So while those post-hoc analyses about “timing” later turned out to be credible, they could not on their own be used to prove anything. Real confirmation required new, independent studies, such as KEEPS and ELITE, which were specifically designed to test that idea from the start. KEEPS and ELITE were follow-up randomized controlled trials designed to test what the Women’s Health Initiative (WHI) could not: whether the timing of starting hormone therapy affects cardiovascular and other health outcomes. They were smaller, tightly controlled, and enrolled younger women closer to menopause, the group mostly missing from the WHI.
Despite that, the WHI leadership used the reanalysis both ways: as explanation (“older women differ”) and as new recommendations (“younger women may be safer”). That dual use blurred the line between hypothesis generation and validation which is a good example of analytic scope creep (yes, that’s a real phrase that’s been around a long time). In other words, its just not a valid use of the data.
Logical Fallacies Layered on Methodology
Many physicians lack formal training in logical fallacies, and research processes do not always address these issues during the study design process. Peer reviewers may not readily see the errors either.

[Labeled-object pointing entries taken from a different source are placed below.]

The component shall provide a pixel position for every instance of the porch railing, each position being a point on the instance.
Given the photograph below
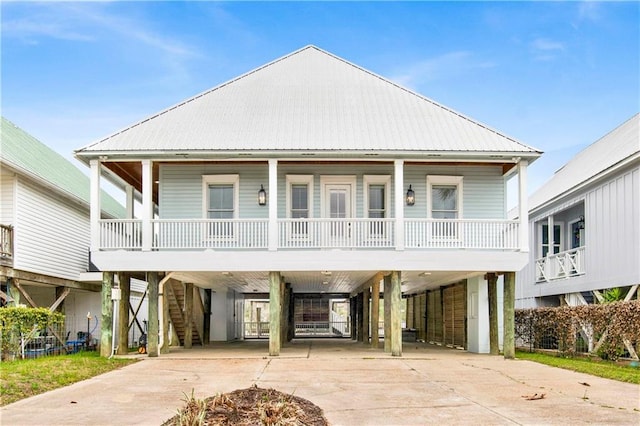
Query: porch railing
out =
(461, 234)
(198, 234)
(210, 233)
(335, 233)
(569, 263)
(116, 234)
(6, 243)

The WHI’s interpretation of their data demonstrates quite a few logical fallacies or errors in reasoning:
Hasty generalization: one drug combination, one delivery route, one population generalized to all forms of hormone therapy. One drug combination was not representative of all the options or possible interventions over time.
Ecological fallacy: population-level trends applied to individual clinical decisions. This is why BMI does not predict an individual’s risk, just a group.
Framing bias: defining “failure to prevent” as “proof of harm.”
Confirmation bias: results read through a prior expectation that earlier observational benefits were spurious.
Causal overreach: association treated as universal causation, ignoring pharmacologic and physiologic heterogeneity.
Each bias compounded the others, turning a statistically limited observation into a sweeping rule.
The Epidemiologic Orthodoxy
Rossouw’s intellectual posture did not originate with WHI. Before 2002, he was known inside the NHLBI for his role in lipid and diet trials such as the Lipid Research Clinics Primary Prevention Trial. His orientation was classic preventive cardiology, population first, safety first, skepticism toward any therapy lacking randomized evidence.
The researchers running the Women’s Health Initiative believed that the only kind of study you could really trust was a large, randomized clinical trial, where people are randomly assigned to take a treatment or not. They thought that other kinds of research, like long-term observational studies that simply follow people and record what happens, weren’t reliable enough to prove anything.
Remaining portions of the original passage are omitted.